Singapore, 1927. Three young people are starting to question whether this in between island can ever truly be their home. Mei Lan comes from a famous Chinese dynasty but yearns to free herself from its stifling traditions. Ten year old old Howard seethes at the indignities heaped on his fellow Eurasians by the colonial British. Raj, fresh off the boat from India, wants only to work hard and become a successful businessman. As the years pass, and the Second World War sweeps through the east, with the Japanese occupying Singapore, the three are thrown together in unexpected ways, and tested to breaking point. Richly evocative, A Different Sky paints a scintillating panorama of thirty tumultuous years in Singapore’s history through the passions and struggles of characters the reader will find hard to forget.
What I Liked
A Different Sky is fascinating. An epic spanning generations in Singapore, from the first throes of World War II to the beginnings of the movement for independence from Britain, Chand takes us through massive historical events with poise and a touching sincerity. The writing somehow manages to be both charming and raw, weaving storybook love with the terrors of war in a way that made me completely fall for the characters. I loved every one of them, and because the novel had the distant ring of a history textbook, it was easy to make myself believe that they were real. Like many Americans, I know very little about the history of Singapore, and reading this book was a wonderful way to gain perspective on not only the political developments that took place there in the 20th century, but also to grasp the diversity of the country.
What I Didn’t Like
All that being said, the book is too damn long. If it had been 150-200 pages shorter, it would have been the perfect novel. As it is, there are pages and pages of fluff and too much detail, and it made it a bear to get through. I wish that Chand had focused her writing a bit more to cut out the unnecessary pieces, because this book shouldn’t feel so…well, boring. When I said it had the faint ring of a history textbook, I didn’t necessarily mean that as a complement; only after finishing it did I have enough perspective to say I enjoyed it. During the reading itself, it felt like work.

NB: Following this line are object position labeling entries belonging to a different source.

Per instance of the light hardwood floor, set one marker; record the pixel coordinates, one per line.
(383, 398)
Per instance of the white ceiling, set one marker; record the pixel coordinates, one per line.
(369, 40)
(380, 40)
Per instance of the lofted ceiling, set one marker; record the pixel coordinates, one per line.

I think this book is an excellent exploration of Singaporean history. It’s complex, vivid, a beautifully written, so I do recommend you read it. Just make sure you’ve got some perseverance and plenty of time on your hands.
About the Author
Meira Chand is of Indian-Swiss parentage and was born and educated in London at Putney High School. She studied art at St. Martin’s School of Art and later specialized in textile design at Hammersmith Art School. In 1962 she left England to settle in Japan with her Indian husband. Although she spent several years in India in the early 1970s, she afterwards returned again to live in Japan. In 1997 she moved to Singapore, where she currently lives. The themes of Meira Chand’s novels explore the search for identity and belonging.